「半藤一利」氏といえば、かって「文芸春秋」の名編集者として活躍され、現在では昭和史研究の第一人者とされている方。
このところオーディオに偏向したアタマを冷やすために(笑)、著作「昭和史を歩きながら考える」(2015年3月刊、PHP文庫)を読んでいたら、まさに「博覧強記」の言葉がピッタリで面白い話がどっさりあったのでその中から四題ほど紹介しよう。
☆ 上品なワイ談(182頁)
英国のジョージ五世とメリー皇后が家畜の品評会に出かけた。会場中央にいっぱい飾りをつけた巨大な牛がつながれている。皇后が係のものからの説明を聞くと、この牛に特別優秀賞をを授けたとのことなり。皇后はさっそくその理由を尋ねた。

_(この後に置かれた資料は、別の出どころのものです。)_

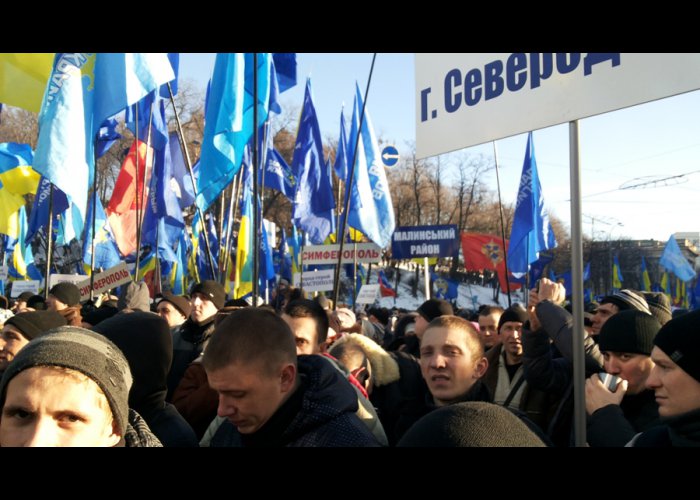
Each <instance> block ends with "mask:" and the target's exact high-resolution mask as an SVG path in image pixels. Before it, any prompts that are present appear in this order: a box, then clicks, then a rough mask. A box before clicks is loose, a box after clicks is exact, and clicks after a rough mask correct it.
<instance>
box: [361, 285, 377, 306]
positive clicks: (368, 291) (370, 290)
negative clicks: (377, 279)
mask: <svg viewBox="0 0 700 500" xmlns="http://www.w3.org/2000/svg"><path fill="white" fill-rule="evenodd" d="M378 293H379V284H378V283H377V284H374V285H362V288H360V293H358V294H357V300H356V301H355V302H357V303H358V304H372V303H374V301H375V300H376V298H377V294H378Z"/></svg>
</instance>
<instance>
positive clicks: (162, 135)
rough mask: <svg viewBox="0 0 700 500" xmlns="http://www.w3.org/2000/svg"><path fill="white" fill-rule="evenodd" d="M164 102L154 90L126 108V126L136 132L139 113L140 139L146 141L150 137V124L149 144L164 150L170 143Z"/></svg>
mask: <svg viewBox="0 0 700 500" xmlns="http://www.w3.org/2000/svg"><path fill="white" fill-rule="evenodd" d="M161 108H162V109H164V102H163V100H162V99H159V98H157V97H156V91H155V90H154V91H153V92H151V93H150V94H148V95H147V96H146V97H144V98H143V99H141V100H140V101H139V102H137V103H136V104H132V105H131V106H129V107H128V108H126V116H125V118H124V123H125V125H126V128H128V129H129V130H131V132H132V133H133V134H134V135H137V134H136V118H137V115H138V122H139V131H138V137H139V140H140V141H143V142H146V141H147V140H148V139H149V136H148V132H149V126H150V133H151V136H150V140H149V141H148V144H149V145H150V146H151V147H152V148H153V149H155V150H157V151H158V150H162V149H163V148H165V147H166V146H167V145H168V124H167V122H166V121H165V112H164V111H163V112H161Z"/></svg>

係の者は恐縮して、この雄牛は一日に42回も種付けが出来る旨を説明した。と、ジョージ五世が声を低くして聞いた。「一頭の雌牛に42回も種付けをいたすというのか」「いいえ、42頭の雌牛にでございます。」
ジョージ五世はニッコリ笑った。「その旨をハッキリといま一度、皇后によく説明するようにせよ。」
最後の一行、まこと、よく利いている。上品でたまらなくおかし。
☆ 集団催眠(161頁)
わたくしは、好きだから歴史のことを書いているだけ。完璧に知ることは難しいとしても、事実をきちんと知ることが好きなんです。歴史の面白さっていうのは、万事が人間がつくったものだってところなんです。私たちが生きている今もやがて歴史になります。つまり、人間が何を考え、どう判断し、どのように動くか、どんな間違いを起こすか、っていうことそのものなんです。
だから、歴史はわたくしに言わせれば、人間学なんですよ。
ドイツの哲学者ヘーゲルの言葉に、「歴史から学ぶことができるただ一つのことは、人間は歴史から何も学ばないということだ」という言葉がある。その通りなんです。

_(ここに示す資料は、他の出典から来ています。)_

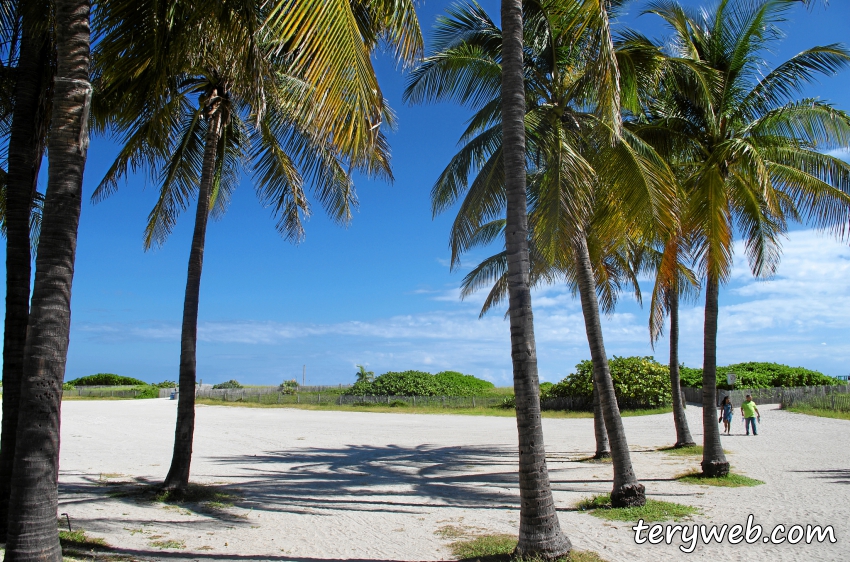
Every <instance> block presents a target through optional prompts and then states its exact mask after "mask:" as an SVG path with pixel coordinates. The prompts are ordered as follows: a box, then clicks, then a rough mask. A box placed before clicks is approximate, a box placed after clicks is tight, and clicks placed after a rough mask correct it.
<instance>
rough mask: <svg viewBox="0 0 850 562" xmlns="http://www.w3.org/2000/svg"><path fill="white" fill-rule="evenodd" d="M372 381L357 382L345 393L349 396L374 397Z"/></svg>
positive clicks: (373, 392) (373, 388)
mask: <svg viewBox="0 0 850 562" xmlns="http://www.w3.org/2000/svg"><path fill="white" fill-rule="evenodd" d="M372 384H373V383H372V382H371V381H357V382H356V383H354V384H352V385H351V386H350V387H348V388H347V389H345V390H344V391H343V394H346V395H348V396H374V395H375V389H374V387H373V386H372Z"/></svg>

人間はあまり歴史に学ばない。日本人は戦時中からあまり進化していないですよね。政治でも何でも先人のやっていることと今私たちがやっていることは、似たり寄ったりなんですよ。~中略~
「昭和史」の中で書いているんですが、戦時中、日本人はとにかくマスコミに踊らされていたんです。「勝った、勝った」ってちょうちん行列をやったりしてね。優勢だったのは初めの頃だけで、すぐに明らかに不利な状況に置かれていったのにもかかわらず、軍部だけじゃなくて、日本国民全体に責任があると思います。
わたくしがいちばん言いたいのは「集団催眠にかかることなかれ」ということ。誰かが、ある一つの方向に行くようにうまいこと言うと、「そうだ、そうだ」ってそっちにバーッと行きがちになる。
集団催眠にかかると、選挙でも何でも、とかく熱狂が始まるので気を付けなければいけないんです。難しいことかもしれませんが、報じられることの理屈を自分なりに検証し、一人ひとりが冷静にならなければいけないんだと思います。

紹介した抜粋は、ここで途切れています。